No, it wasn’t that asteroid that wiped out the dinosaurs, but a previously unknown crater that formed around the same time 248 miles off the coast of West Africa. Further study of the nadir crater, as it’s called, could shake up what we know about that cataclysmic moment in natural history.
Uistien Nicholson, an assistant professor at Heriot-Watt University in Edinburgh, happened upon the crater by chance — he was analyzing seismic survey data for another project on the tectonic rift between South America and Africa. Seabed sedimentation.
“While interpreting the data, I (came) across a very unusual crater-like feature that I had never seen before,” he said.

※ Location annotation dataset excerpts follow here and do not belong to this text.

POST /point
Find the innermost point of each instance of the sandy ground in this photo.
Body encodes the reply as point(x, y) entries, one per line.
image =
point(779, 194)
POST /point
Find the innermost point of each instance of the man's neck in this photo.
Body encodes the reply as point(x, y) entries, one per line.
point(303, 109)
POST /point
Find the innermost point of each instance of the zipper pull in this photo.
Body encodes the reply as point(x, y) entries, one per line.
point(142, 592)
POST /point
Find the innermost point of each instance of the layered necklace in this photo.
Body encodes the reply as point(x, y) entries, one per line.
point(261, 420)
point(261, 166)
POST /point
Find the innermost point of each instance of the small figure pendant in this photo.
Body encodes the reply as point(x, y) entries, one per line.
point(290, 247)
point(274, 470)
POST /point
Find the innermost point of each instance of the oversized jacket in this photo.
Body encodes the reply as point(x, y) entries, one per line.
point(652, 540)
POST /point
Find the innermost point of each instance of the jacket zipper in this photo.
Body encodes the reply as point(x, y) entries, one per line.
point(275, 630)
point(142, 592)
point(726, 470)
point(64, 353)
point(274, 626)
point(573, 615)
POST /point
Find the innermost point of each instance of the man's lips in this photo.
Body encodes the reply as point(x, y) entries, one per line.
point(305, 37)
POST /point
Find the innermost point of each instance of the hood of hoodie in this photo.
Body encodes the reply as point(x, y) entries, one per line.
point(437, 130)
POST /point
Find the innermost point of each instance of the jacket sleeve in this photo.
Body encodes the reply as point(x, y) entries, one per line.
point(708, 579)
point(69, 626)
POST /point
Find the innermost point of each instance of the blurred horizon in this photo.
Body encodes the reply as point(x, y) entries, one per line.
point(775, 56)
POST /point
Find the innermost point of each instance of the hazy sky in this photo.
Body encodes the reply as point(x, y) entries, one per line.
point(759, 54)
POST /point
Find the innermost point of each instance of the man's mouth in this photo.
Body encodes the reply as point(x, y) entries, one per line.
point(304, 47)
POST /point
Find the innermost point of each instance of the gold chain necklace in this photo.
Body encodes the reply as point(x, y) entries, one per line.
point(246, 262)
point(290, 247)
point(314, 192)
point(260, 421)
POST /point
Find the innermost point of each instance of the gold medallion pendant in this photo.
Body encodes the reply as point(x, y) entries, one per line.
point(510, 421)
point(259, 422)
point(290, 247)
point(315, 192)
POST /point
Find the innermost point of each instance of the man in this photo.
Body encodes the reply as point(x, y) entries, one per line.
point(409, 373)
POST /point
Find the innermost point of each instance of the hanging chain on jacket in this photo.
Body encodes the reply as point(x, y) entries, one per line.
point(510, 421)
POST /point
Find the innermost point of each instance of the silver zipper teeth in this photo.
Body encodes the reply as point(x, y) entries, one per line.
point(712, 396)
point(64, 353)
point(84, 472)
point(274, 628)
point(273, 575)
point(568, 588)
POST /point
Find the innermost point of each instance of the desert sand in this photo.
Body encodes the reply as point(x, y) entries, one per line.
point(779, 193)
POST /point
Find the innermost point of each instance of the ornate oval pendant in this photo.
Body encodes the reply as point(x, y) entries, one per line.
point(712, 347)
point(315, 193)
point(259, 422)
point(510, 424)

To confirm that the crater was caused by an asteroid impact, he said, it would be necessary to drill into the crater and test the minerals from the crater floor. But it has all the hallmarks scientists expect: the perfect width-to-depth ratio of the crater, the height of the rims and the height of the central uplift — a ridge in the center formed by rock and sediment forced by shock pressure. .
“The discovery of a terrestrial impact crater is always significant because they are so rare in the geologic record. There are less than 200 confirmed impact structures on Earth and there are still a few candidates that have not been unequivocally confirmed,” Mark said. Boslow is a research professor of Earth and planetary sciences at the University of New Mexico. He was not involved in this research, but agreed that it could be due to an asteroid.
The most important aspect of the find is that it is an example of a submarine impact crater, Bozlow said, of which there are only a few known examples.
“The opportunity to study an underwater impact crater of this scale will help us understand the process of ocean impacts, which are very common but poorly preserved or understood.”
The crater is 8 kilometers (5 mi) wide, and Nicholson believes it may have been caused by an asteroid 400 meters (1,300 ft) wide that penetrated the Earth’s crust.
“The (nadir) impact would have had severe consequences locally and regionally — at least across the Atlantic Ocean,” Nicholson explained by email.
“A major earthquake (magnitude 6.5 – 7) would have occurred, and therefore significant seismicity locally. The wind blast would have been heard around the world, and would have caused severe localized damage across the region.
This would have generated an “exceptionally large” tsunami wave around the crater 3,200 feet (1 kilometer) high, which would have dissipated to a height of about five meters upon reaching South America.
“At 400 meters or so, the wind blast (which caused the crater in West Africa) would have been orders of magnitude larger.”
Microfossil data from nearby exploratory wells show that the crater formed at the end of the Cretaceous period — 66 million years ago. However, there is still uncertainty — a margin or error of about 1 million years — as to its exact age.
The Chixula impact could be connected to an asteroid strike, or it could be a coincidence — an asteroid of this size hits Earth about every 700,000 years, Nicholson said.
If attached, the asteroid could be the result of the breakup of a near-Earth parent asteroid — separate fragments scattered during Earth’s previous orbit, or it could be part of a long-lasting shower. Asteroids that hit Earth every million years.
“Determining the precise age to test this is critical—again, only possible through drilling.”
Even if connected, it would have been dwarfed by the Chicxulub impact, but it would still add to the overall cascading effect, he said.
“Understanding the exact nature of the relationship with Chicxulub (if any) is important to understanding what was going on in the inner Solar System at the time, and raises some interesting new questions,” Nicholson said.
“If there were two impacts at the same time, there could be other craters, and what is the cascading effect of multiple collisions?”